TUESDAY, Oct. 15, 2019 (HealthDay News) — In an early-release Oct. 11 issue of the U.S. Centers for Disease Control and Prevention Morbidity and Mortality Weekly Report, the CDC presents interim guidance to help clinicians assess, evaluate, manage, and follow patients with electronic cigarette, or vaping, product use-associated lung injury (EVALI).

David A. Siegel, M.D., from the CDC in Atlanta, and colleagues assessed national surveillance data regarding clinical features of recently reported cases of EVALI. The authors then updated interim recommendations based on these data for U.S. health care providers caring for patients with suspected or known EVALI.

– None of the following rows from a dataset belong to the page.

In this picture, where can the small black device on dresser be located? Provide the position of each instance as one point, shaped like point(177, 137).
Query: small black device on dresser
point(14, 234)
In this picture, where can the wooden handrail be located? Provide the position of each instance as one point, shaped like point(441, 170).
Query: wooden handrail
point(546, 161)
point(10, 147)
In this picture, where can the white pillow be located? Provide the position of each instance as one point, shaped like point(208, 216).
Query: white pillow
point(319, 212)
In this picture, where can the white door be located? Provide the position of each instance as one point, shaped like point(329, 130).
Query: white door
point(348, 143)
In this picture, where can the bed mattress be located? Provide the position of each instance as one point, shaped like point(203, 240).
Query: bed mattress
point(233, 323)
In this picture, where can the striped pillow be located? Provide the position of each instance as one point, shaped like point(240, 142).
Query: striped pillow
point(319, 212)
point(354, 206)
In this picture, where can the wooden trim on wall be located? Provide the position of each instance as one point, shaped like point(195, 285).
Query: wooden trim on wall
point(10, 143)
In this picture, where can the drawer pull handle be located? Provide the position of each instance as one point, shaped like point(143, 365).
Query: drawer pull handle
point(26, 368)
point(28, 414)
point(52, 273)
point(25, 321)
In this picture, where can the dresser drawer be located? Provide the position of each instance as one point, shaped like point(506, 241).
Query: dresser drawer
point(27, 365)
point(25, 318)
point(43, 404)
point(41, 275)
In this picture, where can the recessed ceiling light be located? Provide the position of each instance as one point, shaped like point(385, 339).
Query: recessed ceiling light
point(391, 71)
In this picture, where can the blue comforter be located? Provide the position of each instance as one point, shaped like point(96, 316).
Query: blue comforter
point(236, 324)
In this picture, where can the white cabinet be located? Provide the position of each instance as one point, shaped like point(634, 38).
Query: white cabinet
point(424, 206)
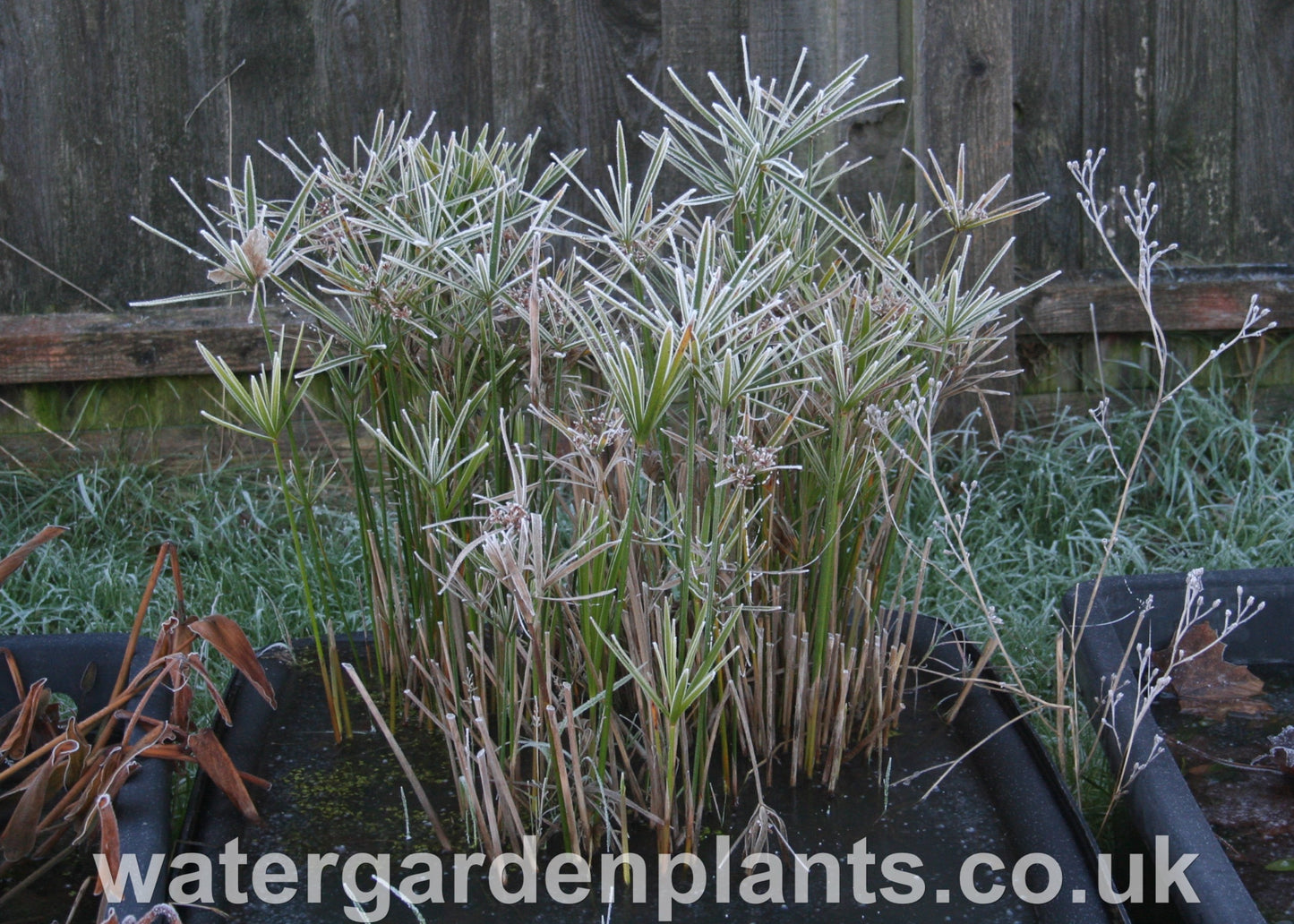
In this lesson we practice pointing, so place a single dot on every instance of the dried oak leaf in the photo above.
(1205, 683)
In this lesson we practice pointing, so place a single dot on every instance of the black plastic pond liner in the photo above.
(142, 805)
(1158, 800)
(1006, 800)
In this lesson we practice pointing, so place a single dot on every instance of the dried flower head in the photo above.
(253, 267)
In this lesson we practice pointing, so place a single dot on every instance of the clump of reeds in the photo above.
(625, 470)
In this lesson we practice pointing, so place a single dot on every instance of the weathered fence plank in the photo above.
(1049, 98)
(1187, 301)
(1264, 211)
(1195, 116)
(90, 131)
(1116, 107)
(75, 347)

The interim guidance recommends that health care providers evaluating patients suspected to have EVALI ask about the use of e-cigarette, or vaping, products in “a nonjudgmental and thorough manner.” Patients suspected of having EVALI should have a chest radiograph. Hospital admission is recommended for patients with decreased blood oxygen saturation (<95 percent) on room air or who are in respiratory distress. Empiric use of a combination of antibiotics, antivirals, or steroids should be considered based on clinical context. To help patients discontinue use of e-cigarette, or vaping, products, evidence-based tobacco product cessation strategies are recommended. Patients who have been treated for EVALI should not use e-cigarette, or vaping, products to reduce the risk for recurrence.

“Rapid recognition by health care providers of patients with EVALI and an increased understanding of treatment considerations could reduce morbidity and mortality associated with this injury,” the authors write.